あんまり無碍にするのもアレなので、コンサート会場からのライブ中継でなら出てもいいですよと言う話に落ちつき、ついでだからと俺達も中継に参加した。

玄音としてもSTTに貸しを作ることが出来たので、Win-Winって事なのだろう。


そして先月、俺達が活動縮小を宣言した代わりとして現れたのが『シスターズ』だ。

楽曲は基本的にリンクスが提供してるので、色んな意味で姉妹ユニットと言える。

俺達は男女混合と言うこともあり、アイドル的な売り出しが基本的に不可能だったが、彼女たちは違う。男性を中心に巨大宗教組織みたいなファンクラブが立ち上がっており、すでに国内の集客力では俺達を越えそうな勢いだ。


仕掛け人は当然、今宮先輩である。シスターズは彼女に懐きまくっているので、コロッと口車に乗せられてしまったのではないだろうか。

まあ、今宮先輩の人間性は信用してるので、彼女たちが変な扱いを受けることは、まずないだろう。
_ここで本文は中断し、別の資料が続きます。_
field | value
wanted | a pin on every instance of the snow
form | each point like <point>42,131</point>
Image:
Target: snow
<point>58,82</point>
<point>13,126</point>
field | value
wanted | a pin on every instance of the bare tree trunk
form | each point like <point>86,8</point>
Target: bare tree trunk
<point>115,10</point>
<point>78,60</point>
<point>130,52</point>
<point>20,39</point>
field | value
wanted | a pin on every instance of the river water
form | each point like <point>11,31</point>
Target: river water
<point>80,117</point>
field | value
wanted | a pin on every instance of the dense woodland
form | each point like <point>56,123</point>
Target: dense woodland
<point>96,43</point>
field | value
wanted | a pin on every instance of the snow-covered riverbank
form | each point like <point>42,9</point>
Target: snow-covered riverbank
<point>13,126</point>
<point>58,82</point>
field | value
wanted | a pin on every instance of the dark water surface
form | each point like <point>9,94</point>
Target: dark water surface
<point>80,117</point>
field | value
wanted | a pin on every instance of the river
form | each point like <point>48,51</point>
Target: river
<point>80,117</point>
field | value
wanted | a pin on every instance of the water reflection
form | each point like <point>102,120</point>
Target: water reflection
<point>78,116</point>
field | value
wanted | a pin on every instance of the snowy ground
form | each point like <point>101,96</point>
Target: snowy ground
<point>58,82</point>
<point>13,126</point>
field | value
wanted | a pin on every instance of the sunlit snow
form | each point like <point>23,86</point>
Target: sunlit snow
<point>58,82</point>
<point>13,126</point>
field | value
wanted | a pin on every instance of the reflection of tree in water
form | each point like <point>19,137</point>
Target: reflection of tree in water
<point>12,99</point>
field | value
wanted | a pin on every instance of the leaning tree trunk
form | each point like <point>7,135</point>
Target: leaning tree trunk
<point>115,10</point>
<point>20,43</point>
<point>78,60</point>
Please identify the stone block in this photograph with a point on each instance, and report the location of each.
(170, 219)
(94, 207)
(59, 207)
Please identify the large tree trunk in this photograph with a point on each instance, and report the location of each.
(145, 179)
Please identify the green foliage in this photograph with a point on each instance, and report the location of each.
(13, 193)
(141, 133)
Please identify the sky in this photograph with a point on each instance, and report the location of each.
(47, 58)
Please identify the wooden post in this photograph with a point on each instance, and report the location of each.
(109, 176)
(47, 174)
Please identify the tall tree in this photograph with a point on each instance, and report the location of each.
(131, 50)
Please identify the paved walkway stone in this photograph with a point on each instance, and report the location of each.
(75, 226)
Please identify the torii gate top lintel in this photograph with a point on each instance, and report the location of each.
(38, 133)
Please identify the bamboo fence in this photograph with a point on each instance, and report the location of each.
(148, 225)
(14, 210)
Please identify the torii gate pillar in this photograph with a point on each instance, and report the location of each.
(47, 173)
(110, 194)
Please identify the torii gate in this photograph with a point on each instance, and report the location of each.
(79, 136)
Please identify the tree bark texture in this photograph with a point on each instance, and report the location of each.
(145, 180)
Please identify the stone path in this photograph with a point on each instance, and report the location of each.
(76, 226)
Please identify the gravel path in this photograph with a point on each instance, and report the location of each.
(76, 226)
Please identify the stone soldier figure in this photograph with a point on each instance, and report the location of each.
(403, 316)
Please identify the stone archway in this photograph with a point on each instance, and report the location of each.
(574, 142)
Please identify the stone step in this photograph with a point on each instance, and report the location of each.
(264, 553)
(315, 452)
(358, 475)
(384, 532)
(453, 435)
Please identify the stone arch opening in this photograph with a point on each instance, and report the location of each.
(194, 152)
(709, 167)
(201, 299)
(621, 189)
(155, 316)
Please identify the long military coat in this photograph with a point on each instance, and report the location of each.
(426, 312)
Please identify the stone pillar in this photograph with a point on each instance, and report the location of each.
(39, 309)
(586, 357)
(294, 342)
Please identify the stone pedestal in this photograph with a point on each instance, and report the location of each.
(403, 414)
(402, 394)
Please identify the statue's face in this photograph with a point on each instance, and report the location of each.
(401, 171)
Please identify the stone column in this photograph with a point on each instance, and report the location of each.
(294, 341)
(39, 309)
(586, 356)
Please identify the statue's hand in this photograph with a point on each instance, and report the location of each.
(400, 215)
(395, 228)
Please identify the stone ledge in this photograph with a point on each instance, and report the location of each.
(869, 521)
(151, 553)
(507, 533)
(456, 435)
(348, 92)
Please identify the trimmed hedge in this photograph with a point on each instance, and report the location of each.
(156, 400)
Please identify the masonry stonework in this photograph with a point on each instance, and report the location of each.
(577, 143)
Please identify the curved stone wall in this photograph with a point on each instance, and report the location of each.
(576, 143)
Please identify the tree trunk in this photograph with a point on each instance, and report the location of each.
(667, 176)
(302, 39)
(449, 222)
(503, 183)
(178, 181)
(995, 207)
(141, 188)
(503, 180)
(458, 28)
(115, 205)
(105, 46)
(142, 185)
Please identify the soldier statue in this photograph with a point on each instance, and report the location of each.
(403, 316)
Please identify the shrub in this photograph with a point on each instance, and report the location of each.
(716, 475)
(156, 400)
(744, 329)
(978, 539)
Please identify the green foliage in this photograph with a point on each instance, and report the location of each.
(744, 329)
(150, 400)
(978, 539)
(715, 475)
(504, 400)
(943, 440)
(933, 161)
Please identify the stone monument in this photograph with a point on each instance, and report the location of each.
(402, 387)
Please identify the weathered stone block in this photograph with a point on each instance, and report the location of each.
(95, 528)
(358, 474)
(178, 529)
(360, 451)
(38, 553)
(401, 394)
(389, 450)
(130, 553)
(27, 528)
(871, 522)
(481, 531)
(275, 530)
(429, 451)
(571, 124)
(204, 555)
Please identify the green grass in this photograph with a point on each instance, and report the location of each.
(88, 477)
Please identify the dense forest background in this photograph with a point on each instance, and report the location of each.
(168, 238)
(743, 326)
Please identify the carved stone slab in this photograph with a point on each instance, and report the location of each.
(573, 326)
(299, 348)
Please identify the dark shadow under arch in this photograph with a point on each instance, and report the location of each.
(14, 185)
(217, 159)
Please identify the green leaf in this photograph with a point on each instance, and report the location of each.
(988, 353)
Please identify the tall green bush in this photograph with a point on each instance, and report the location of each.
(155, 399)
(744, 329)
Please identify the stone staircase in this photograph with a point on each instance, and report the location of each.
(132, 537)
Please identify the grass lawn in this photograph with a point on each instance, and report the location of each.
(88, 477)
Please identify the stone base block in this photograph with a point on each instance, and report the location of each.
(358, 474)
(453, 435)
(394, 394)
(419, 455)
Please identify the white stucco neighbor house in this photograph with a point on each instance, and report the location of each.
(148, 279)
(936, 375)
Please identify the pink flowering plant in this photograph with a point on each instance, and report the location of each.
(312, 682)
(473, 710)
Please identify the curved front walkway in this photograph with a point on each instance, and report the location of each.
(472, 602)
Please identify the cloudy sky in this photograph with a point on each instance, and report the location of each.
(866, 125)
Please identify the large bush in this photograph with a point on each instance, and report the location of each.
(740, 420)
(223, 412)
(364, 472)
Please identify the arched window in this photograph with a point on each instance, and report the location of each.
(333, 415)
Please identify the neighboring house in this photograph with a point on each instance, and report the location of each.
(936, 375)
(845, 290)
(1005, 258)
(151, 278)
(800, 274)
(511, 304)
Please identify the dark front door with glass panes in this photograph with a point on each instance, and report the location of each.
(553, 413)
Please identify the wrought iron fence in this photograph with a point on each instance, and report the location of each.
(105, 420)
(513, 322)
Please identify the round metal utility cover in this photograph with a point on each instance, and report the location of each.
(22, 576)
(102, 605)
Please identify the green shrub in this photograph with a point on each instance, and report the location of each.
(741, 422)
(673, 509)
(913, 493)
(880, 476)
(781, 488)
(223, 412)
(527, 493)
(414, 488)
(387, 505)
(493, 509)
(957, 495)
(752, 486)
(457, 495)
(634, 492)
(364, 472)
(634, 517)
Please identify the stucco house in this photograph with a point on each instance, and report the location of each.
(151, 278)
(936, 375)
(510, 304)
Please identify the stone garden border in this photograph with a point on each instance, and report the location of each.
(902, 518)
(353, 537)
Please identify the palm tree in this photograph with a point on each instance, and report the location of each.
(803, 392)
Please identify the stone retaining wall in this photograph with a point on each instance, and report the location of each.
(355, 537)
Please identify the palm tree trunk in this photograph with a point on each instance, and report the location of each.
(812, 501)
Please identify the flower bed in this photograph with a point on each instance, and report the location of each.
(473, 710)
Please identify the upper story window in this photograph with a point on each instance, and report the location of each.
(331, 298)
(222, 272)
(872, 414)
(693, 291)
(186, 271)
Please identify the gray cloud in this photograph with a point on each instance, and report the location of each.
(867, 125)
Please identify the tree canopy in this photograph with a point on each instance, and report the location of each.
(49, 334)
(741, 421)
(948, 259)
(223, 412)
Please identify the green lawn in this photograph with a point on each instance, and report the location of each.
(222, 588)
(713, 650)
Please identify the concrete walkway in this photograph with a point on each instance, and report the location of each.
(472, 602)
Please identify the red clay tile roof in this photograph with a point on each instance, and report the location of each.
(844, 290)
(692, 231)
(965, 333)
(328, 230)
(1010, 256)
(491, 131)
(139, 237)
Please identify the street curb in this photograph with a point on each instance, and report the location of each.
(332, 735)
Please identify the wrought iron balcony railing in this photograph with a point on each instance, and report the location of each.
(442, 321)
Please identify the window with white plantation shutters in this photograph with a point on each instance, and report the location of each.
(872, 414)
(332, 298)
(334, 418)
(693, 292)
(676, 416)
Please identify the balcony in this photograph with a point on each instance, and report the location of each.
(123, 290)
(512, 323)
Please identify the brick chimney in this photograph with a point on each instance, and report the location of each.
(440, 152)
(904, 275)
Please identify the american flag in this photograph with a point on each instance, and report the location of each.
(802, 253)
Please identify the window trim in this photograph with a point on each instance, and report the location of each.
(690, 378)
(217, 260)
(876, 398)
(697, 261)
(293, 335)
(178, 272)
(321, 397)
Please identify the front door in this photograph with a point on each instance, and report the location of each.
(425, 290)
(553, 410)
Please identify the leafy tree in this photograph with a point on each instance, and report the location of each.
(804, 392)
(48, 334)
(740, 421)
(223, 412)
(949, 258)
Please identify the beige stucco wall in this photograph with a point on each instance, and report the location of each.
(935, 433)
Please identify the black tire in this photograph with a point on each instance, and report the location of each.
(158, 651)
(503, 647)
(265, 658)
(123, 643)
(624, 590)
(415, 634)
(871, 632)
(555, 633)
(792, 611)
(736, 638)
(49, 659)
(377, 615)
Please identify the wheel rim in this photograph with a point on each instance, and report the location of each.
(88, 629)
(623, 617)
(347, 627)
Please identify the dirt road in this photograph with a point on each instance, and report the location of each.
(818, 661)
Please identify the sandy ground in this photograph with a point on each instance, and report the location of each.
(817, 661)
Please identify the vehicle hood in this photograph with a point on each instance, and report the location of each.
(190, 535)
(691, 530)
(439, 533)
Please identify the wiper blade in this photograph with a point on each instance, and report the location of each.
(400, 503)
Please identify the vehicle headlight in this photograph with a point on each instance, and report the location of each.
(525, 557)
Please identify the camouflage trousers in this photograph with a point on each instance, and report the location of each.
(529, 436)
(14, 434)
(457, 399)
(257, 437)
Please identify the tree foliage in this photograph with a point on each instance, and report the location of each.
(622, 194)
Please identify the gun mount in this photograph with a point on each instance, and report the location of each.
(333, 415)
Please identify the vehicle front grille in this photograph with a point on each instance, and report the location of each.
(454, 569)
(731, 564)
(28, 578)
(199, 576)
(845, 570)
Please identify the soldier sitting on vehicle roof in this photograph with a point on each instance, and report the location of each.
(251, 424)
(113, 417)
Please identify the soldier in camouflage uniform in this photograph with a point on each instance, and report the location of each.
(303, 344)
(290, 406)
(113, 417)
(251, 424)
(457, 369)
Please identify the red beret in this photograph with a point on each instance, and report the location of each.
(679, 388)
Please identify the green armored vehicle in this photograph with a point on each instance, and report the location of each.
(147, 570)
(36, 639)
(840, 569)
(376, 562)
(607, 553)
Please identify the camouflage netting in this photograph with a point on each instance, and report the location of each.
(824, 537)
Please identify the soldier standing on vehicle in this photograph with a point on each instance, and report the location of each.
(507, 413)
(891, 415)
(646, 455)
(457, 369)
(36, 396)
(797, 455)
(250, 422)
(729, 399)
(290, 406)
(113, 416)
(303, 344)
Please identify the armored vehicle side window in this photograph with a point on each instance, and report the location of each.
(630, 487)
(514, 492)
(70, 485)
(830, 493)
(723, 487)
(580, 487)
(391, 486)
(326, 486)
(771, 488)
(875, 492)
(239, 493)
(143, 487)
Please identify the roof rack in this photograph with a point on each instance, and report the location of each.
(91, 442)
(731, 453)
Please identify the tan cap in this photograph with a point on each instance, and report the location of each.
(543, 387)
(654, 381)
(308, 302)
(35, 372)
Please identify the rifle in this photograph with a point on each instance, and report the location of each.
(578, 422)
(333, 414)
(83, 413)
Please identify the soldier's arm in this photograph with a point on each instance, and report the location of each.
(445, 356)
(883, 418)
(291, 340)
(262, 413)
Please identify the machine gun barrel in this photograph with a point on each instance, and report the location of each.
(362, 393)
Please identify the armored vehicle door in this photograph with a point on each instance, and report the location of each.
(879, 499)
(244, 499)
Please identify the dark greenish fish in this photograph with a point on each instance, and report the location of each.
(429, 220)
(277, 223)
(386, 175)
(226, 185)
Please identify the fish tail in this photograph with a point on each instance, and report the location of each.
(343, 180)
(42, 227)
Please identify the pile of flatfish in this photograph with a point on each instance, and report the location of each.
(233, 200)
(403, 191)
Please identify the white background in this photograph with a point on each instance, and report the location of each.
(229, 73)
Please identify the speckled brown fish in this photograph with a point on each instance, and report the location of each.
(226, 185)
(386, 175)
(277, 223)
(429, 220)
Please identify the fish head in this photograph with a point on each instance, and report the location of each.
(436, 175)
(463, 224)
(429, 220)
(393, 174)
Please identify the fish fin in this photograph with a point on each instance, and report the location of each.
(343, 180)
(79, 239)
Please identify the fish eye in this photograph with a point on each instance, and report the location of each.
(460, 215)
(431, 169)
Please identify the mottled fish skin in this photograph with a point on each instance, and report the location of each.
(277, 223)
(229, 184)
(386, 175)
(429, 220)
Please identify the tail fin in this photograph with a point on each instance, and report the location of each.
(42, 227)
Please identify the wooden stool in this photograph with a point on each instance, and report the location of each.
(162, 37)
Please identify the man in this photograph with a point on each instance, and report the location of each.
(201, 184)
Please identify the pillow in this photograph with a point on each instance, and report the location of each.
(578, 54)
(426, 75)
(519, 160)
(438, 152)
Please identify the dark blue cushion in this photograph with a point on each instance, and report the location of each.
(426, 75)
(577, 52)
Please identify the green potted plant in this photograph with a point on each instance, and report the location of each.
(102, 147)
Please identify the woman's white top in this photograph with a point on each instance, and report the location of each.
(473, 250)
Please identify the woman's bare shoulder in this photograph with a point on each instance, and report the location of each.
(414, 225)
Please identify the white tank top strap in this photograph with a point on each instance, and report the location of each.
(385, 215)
むしろ姉貴分として、虫除けまですすんでやってくれるので、有り難いぐらいだ。

裏ではコッソリと、自分の従兄弟である笹山ナントカ君の相手にと、ミウに色々と働きかけているようだ。でも、そのナントカくんって、女系家族の中から奇跡的に生まれた、主筋の後継者候補くんじゃないのか?

何にせよ選ぶのはミウなんだし、まあ頑張ってくれ。


彼女達は【若い・上手い・可愛い】と言う、売れる3要素を全て備えている金の卵だ。

しかも恐ろしいことに、好みの差はあれどメンバーに『ハズレ』が一つも無いと言う、スクラッチだったら店側が発狂しそうな奇跡のユニットとして、デビュー直後から業界の話題を一身に集めている。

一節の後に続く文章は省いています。